本来なら色々固めたりとか、形作ったりと様々な工程がある訳だ、全てをすっ飛ばした。
単純に甘めのクリームチーズにナッツを混ぜ、生ハムで綴んたツマミ。
だが、多分これなら。
「あぁ、なるほど。 甘いワインには合うな」
「でしょ」
先程の白ワインに合わせるツマミ。
クリームチーズは甘め、とは言っても砂糖が突っ込まれている訳でも無く、“甘い”といってもチーズの中では口当たりが良い程度なモノ。
用は口当たりが柔らかい、変な臭みがない。
そういった柔らかいチーズに、燻製ナッツを砕いたモノを混ぜた。
そして、最後に生ハム。
塩っ気のあるハムに包まれる事により、最初の口当たりはピリッと、そして噛みしめればジワリと広がるマイルドな味。

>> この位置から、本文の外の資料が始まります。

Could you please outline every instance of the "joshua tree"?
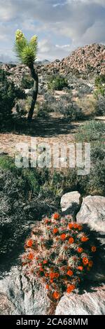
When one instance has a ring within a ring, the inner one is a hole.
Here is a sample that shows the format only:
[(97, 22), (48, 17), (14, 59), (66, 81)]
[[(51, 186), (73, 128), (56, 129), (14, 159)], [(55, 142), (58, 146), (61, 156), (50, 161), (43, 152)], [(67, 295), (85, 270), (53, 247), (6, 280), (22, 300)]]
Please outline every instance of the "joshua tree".
[(14, 50), (21, 62), (29, 68), (31, 76), (34, 79), (32, 101), (28, 114), (28, 120), (31, 120), (34, 113), (38, 92), (38, 77), (34, 67), (34, 63), (36, 59), (37, 53), (37, 36), (32, 36), (29, 42), (22, 31), (18, 29), (15, 33)]

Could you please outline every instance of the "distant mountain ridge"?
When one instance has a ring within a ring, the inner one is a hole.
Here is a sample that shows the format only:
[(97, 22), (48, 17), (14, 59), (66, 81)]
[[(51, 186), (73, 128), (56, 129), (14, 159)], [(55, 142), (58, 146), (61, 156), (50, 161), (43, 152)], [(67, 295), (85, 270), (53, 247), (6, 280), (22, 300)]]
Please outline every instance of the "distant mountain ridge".
[(105, 46), (93, 43), (80, 47), (61, 61), (48, 65), (48, 70), (69, 74), (71, 71), (105, 74)]

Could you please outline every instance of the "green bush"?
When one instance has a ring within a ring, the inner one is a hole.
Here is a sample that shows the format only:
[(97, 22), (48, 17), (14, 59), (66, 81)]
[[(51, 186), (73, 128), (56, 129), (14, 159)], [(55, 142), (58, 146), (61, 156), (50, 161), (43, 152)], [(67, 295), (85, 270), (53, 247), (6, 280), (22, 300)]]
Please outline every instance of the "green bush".
[(22, 89), (30, 89), (33, 87), (33, 80), (29, 75), (24, 75), (22, 77), (21, 86)]
[(48, 87), (48, 89), (54, 90), (62, 90), (63, 88), (68, 87), (67, 78), (62, 76), (52, 76), (49, 79)]
[(17, 99), (23, 99), (24, 94), (14, 83), (7, 79), (4, 70), (0, 71), (0, 120), (1, 124), (5, 124), (11, 119), (12, 109)]
[(96, 87), (99, 87), (103, 83), (105, 83), (105, 75), (102, 74), (101, 76), (97, 76), (94, 80), (94, 83)]
[(76, 134), (76, 141), (90, 142), (104, 139), (104, 135), (105, 123), (92, 120), (78, 128), (78, 132)]
[(14, 83), (7, 80), (3, 70), (1, 71), (0, 87), (0, 118), (2, 123), (10, 117), (16, 96)]

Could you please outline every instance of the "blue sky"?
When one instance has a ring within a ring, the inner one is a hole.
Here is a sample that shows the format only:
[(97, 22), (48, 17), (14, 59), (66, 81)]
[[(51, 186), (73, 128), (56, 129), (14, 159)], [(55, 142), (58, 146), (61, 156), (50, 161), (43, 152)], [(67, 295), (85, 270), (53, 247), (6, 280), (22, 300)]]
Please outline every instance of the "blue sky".
[(105, 0), (0, 0), (0, 61), (13, 60), (15, 31), (38, 37), (38, 59), (105, 43)]

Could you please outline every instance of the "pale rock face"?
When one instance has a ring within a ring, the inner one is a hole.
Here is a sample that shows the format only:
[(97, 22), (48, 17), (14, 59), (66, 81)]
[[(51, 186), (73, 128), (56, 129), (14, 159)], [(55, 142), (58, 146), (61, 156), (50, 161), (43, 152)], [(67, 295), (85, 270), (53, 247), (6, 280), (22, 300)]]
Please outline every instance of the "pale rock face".
[(92, 234), (94, 234), (98, 241), (98, 259), (89, 279), (92, 281), (104, 282), (105, 280), (105, 197), (99, 195), (89, 195), (84, 197), (80, 211), (76, 216), (76, 221), (78, 223), (86, 225), (90, 230), (91, 237)]
[(29, 282), (21, 267), (11, 267), (0, 280), (0, 315), (43, 315), (49, 306), (46, 288)]
[(6, 294), (0, 293), (0, 315), (13, 314), (17, 315), (13, 304)]
[(64, 215), (73, 215), (75, 217), (80, 209), (80, 195), (77, 191), (64, 194), (61, 198), (61, 207)]
[(58, 303), (56, 315), (104, 315), (105, 286), (97, 287), (82, 295), (71, 293)]
[(105, 232), (105, 197), (98, 195), (84, 197), (77, 223), (88, 224), (91, 230)]

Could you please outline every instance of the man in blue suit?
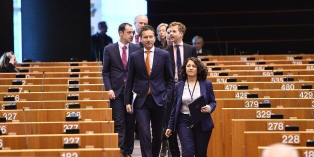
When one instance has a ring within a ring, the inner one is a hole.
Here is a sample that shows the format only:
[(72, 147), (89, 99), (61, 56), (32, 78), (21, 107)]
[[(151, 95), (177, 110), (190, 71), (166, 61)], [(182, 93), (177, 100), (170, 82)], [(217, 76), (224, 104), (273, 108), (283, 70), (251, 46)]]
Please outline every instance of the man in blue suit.
[[(182, 78), (180, 75), (180, 71), (183, 62), (192, 56), (197, 58), (198, 54), (194, 46), (183, 42), (183, 37), (186, 30), (186, 26), (178, 22), (172, 22), (170, 25), (170, 38), (171, 42), (173, 42), (172, 44), (170, 45), (164, 50), (170, 54), (174, 82), (178, 82), (182, 80)], [(168, 126), (172, 108), (172, 104), (174, 104), (173, 98), (174, 96), (173, 94), (172, 98), (172, 100), (171, 102), (167, 104), (166, 128)], [(166, 133), (166, 130), (164, 130), (164, 132)], [(176, 132), (174, 132), (172, 136), (168, 138), (168, 141), (169, 142), (169, 148), (172, 157), (180, 157), (180, 150), (178, 143)]]
[(144, 48), (130, 56), (124, 104), (127, 112), (132, 113), (133, 90), (137, 94), (132, 105), (142, 155), (157, 157), (160, 150), (166, 104), (174, 90), (174, 76), (169, 52), (154, 46), (156, 37), (152, 27), (143, 26), (140, 34)]
[(114, 132), (119, 134), (122, 156), (130, 156), (134, 148), (135, 118), (126, 112), (124, 103), (128, 58), (132, 52), (140, 49), (140, 46), (130, 43), (133, 38), (132, 30), (130, 24), (120, 24), (119, 41), (106, 46), (104, 52), (102, 79), (112, 109)]

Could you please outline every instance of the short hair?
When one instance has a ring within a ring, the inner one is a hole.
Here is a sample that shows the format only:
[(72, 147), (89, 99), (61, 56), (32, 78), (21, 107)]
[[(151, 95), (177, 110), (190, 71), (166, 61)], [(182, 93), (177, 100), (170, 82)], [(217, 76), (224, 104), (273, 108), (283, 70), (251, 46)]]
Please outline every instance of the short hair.
[(126, 26), (132, 26), (132, 25), (128, 23), (122, 23), (119, 25), (119, 28), (118, 28), (118, 33), (120, 32), (120, 31), (122, 31), (122, 32), (124, 32), (124, 30), (126, 30)]
[(204, 40), (203, 40), (203, 38), (202, 38), (202, 36), (194, 36), (194, 38), (193, 38), (192, 39), (192, 42), (194, 42), (194, 41), (198, 39), (200, 40), (202, 42), (204, 42)]
[(154, 32), (154, 36), (155, 36), (155, 30), (154, 29), (152, 26), (150, 25), (146, 25), (143, 26), (143, 27), (142, 27), (140, 29), (140, 38), (142, 38), (142, 35), (143, 34), (143, 32), (146, 30), (152, 30)]
[(106, 22), (98, 22), (98, 28), (102, 28), (102, 27), (104, 27), (104, 24), (107, 24), (107, 23), (106, 23)]
[(186, 31), (186, 26), (181, 22), (172, 22), (170, 24), (170, 26), (178, 26), (178, 30), (180, 32), (182, 32), (184, 35)]
[(188, 74), (186, 74), (186, 64), (188, 60), (192, 60), (194, 62), (194, 64), (198, 67), (198, 81), (206, 80), (207, 78), (207, 74), (208, 73), (208, 70), (207, 66), (205, 66), (200, 60), (194, 57), (190, 57), (188, 58), (183, 63), (183, 65), (181, 66), (181, 77), (183, 80), (186, 80), (188, 78)]
[(0, 58), (0, 68), (6, 68), (8, 66), (10, 58), (6, 56), (6, 54), (10, 52), (4, 52)]
[(162, 38), (160, 38), (160, 36), (159, 35), (158, 32), (159, 32), (159, 29), (160, 29), (162, 26), (165, 26), (166, 27), (166, 31), (167, 30), (166, 28), (168, 26), (168, 24), (162, 23), (162, 24), (159, 24), (159, 25), (158, 25), (158, 26), (157, 26), (157, 29), (156, 29), (156, 34), (157, 34), (157, 39), (160, 42), (162, 41)]
[(144, 16), (144, 17), (147, 18), (147, 20), (148, 19), (148, 18), (147, 18), (146, 16), (144, 14), (140, 14), (139, 16), (135, 16), (135, 18), (134, 18), (134, 22), (137, 22), (138, 18), (140, 18), (140, 16)]

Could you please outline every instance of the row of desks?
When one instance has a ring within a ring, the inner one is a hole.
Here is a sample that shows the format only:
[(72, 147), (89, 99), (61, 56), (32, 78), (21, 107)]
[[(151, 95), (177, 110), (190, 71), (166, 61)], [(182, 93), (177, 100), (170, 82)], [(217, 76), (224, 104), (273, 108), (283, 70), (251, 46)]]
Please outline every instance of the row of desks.
[[(295, 90), (302, 89), (302, 85), (314, 86), (313, 82), (213, 82), (212, 86), (215, 90), (238, 90), (238, 86), (247, 86), (248, 90), (258, 88), (260, 90)], [(30, 90), (32, 92), (40, 92), (44, 90), (48, 92), (68, 92), (69, 88), (73, 88), (73, 84), (32, 84), (32, 85), (0, 85), (0, 91), (8, 91), (10, 88), (18, 88), (20, 92)], [(78, 91), (102, 91), (104, 90), (103, 84), (76, 84)]]
[[(313, 82), (314, 76), (311, 75), (286, 76), (208, 76), (207, 80), (212, 82), (286, 82), (293, 80), (298, 82)], [(32, 85), (32, 84), (102, 84), (102, 78), (0, 78), (0, 85)]]
[[(312, 70), (280, 70), (278, 71), (282, 72), (283, 75), (314, 75)], [(227, 76), (272, 76), (272, 70), (210, 70), (208, 76), (220, 76), (226, 74)], [(45, 72), (44, 78), (96, 78), (102, 77), (100, 72)], [(42, 72), (20, 72), (20, 73), (0, 73), (0, 78), (42, 78)]]

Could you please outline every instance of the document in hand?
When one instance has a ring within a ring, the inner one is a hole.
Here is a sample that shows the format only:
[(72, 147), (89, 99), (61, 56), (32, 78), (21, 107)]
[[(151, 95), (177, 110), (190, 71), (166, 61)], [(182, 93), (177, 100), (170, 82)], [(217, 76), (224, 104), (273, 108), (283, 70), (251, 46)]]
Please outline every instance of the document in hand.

どれもコンビニやスーパーで揃えられる代物だが、合わせてみれば以外にも絶品のツマミに変わる。
齧った先に黒コショウとか振っても良いかもしれない。
それくらいに、ハマりそうな味だ。
「うん、旨い。 教えてもらったお手軽ツマミだけど、これは悪くないね」
「あぁ、確かに旨い。 だがな……コレは甘めの白ワインに合わせるツマミじゃ。 儂が描いているものとは、ちと違うかもしれんのう」
「あ、ゴメン。 酒に合うツマミじゃなくて、甘い物と合わせるお酒だっけ。 話が入れ替わっちゃったね」
「まぁ良いさ、ちょっとずつ分かって来た」
クックックと笑いながら、祖父は白ワインを傾ける。
その手元には、ケーキとテリーヌが。
本当に、大丈夫だろうか?
「えっと、原稿上げるのちょっとだけ待てる? 明日色々調べてくるよ」
「おぉ、そりゃありがたい。 納期には気合いで間に合わせるから、色々買って来てみてくれ」
そんな事を言いながら、ふにゃふにゃ状態の祖父が返事を返して来る。
あぁやっぱり。
この人は基本的にワインとかウイスキーとか、洋物はダメだ。
ビールや酎ハイならまだしも、普段飲まないモノとなると……すぐこれだ。
「それじゃ、明日色々調べてくるからさ。 今日はもう寝よう?」
「ん~、そうだな。 今日はもう書ける気がせんなぁ」
「でしょうね。 明日ケーキ屋さんとかも回って色々調べてくるからさ、寝よう?」
「お~う」
良く分からない返事を返す祖父を担ぎながら、寝室へと向かい布団に放り投げる。
着地と同時に「フゴッ!」と声を上げるが、その後はスヤスヤと穏やかな寝息を上げ始めた。
……全く。
「ほとんど日本酒以外飲めないんだから、無理しなければ良いのに」
そんな事を呟きながらも、明日は祖父がお世話になっているケーキ屋さんに向かおうと心に決めた。
あそこなら、多分専門的な意見が聞けることだろう。
なんて事を思いながら、僕は飲み会の後片づけを始めるのであった。